Fed survey shows lows in employment, worries about finding work and dissatisfaction with pay
In another sign of cracks forming in the U.S. labor market, a New York Federal Reserve survey Monday showed a slide in people reporting they are employed, a surge in those looking for work and growing dissatisfaction with pay.
The thrice-yearly measure of labor activity, confidence and satisfaction reflected growing concern in July about job security and an increase in those expecting to work past typical retirement age. Workers are still looking for higher starting salaries but are getting lower offers.
The results come with the unemployment rate ticking higher and Wall Street and Fed policymakers watching the developments closely for clues about where things are headed for the U.S. economy.
Among the findings was that, of those who were employed at the time of the last survey in March, 88% still had jobs, the lowest in data that goes back to 2014. Similarly, those who expected to become unemployed rose to 4.4%, a 0.5 percentage point increase from a year ago and the highest in the survey’s history.
Moreover, the level of those searching for a new job in the previous four weeks popped to 28.4%, up 9 percentage points from a year ago and another historic high going back to March 2014.
On wages, satisfaction with current compensation dropped to 56.7%, down more than 3 percentage points from the same period in 2023. Satisfaction with benefits tumbled to 56.3%, off more than 8 points from a year ago, while satisfaction with opportunities for promotion slid to 44.2%, down from 53.5% last year, and was most pronounced among women, those without a college degree and respondents with household incomes less than $60,000.

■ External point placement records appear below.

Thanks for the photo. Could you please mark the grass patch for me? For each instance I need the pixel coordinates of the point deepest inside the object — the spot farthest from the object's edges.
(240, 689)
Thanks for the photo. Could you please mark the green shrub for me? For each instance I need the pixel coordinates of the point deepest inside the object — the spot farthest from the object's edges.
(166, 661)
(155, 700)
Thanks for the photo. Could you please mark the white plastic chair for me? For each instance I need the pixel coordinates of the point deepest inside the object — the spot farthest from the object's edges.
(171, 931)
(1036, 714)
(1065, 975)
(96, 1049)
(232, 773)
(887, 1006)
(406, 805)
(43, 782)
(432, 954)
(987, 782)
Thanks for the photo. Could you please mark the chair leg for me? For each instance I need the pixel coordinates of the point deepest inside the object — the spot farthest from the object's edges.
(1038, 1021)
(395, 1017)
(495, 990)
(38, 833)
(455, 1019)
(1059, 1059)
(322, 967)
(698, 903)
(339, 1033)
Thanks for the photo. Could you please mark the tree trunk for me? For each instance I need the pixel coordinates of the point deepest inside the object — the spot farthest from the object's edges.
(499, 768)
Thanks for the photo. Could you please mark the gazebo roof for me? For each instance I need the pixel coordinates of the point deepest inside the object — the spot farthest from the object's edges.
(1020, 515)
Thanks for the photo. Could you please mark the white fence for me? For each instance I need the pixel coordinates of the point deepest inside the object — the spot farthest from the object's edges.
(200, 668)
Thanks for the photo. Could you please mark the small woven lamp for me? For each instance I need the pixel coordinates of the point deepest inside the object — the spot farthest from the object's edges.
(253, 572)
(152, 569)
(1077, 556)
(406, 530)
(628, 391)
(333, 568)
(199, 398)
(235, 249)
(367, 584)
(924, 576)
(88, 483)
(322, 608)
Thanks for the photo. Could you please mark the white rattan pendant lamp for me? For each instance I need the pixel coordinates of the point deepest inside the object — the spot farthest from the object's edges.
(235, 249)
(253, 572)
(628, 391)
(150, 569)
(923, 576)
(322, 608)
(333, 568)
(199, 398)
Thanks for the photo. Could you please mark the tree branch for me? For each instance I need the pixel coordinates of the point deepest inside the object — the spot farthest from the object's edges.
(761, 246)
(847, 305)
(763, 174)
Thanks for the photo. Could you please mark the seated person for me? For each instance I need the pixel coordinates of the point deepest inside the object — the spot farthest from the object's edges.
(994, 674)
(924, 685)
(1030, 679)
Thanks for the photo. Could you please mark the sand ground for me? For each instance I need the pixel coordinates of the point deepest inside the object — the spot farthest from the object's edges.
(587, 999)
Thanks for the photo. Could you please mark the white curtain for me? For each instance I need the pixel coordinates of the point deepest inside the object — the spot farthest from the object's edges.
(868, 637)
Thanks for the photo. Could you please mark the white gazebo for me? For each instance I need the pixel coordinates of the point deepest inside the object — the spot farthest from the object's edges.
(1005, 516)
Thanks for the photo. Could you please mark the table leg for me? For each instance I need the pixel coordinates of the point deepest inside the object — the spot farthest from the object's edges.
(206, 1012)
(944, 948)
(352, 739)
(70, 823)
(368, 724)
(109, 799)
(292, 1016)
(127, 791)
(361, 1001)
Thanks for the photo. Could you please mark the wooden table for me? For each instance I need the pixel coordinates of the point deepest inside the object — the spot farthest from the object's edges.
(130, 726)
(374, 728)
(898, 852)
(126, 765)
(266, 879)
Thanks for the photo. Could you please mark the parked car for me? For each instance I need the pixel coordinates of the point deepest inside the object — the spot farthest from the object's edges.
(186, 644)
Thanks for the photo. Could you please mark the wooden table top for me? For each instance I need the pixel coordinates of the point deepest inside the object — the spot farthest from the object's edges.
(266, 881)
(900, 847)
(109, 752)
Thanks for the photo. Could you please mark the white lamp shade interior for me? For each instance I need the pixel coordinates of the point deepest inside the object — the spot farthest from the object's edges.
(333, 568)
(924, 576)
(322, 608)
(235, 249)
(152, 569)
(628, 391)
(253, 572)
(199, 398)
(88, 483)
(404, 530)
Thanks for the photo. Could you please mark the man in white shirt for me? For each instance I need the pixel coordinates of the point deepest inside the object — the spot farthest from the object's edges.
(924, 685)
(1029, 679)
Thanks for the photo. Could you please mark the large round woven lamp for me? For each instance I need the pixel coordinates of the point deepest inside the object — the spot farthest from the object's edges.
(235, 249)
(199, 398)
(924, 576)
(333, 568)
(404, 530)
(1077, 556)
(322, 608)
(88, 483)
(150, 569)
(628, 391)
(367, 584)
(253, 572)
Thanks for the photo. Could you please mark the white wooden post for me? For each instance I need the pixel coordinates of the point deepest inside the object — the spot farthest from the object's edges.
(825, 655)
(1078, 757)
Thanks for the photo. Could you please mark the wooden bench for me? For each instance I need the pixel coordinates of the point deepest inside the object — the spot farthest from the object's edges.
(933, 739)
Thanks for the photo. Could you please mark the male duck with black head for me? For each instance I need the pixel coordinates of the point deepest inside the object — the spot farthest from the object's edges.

The typical wage offering for full-time jobs in the past four months declined slightly to $68,905 while the average “reservation wage,” or the minimum level workers would accept for a new job rose to $81,147, up about $2,500 from a year ago but fractionally below the record high in the last survey.
Finally, the expected likelihood of working past age 62 nudged up to 48.3% of respondents and increased to 34.2% of those saying they expect to work past 67, an increase of more than 2 percentage points.
While the unemployment rate of 4.3% would be considered low by historical standards, it has been on the rise lately and spurring fears of a broader erosion in the economy. July saw a gain of just 114,000 in nonfarm payrolls, so the August report, to be released in early September, will be closely watched.
Following their most recent meeting, Fed officials described job growth as having “moderated.” The central bank is widely expected to reduce its key borrowing rate by a quarter percentage point at its next meeting in September, the first move lower in more than four years.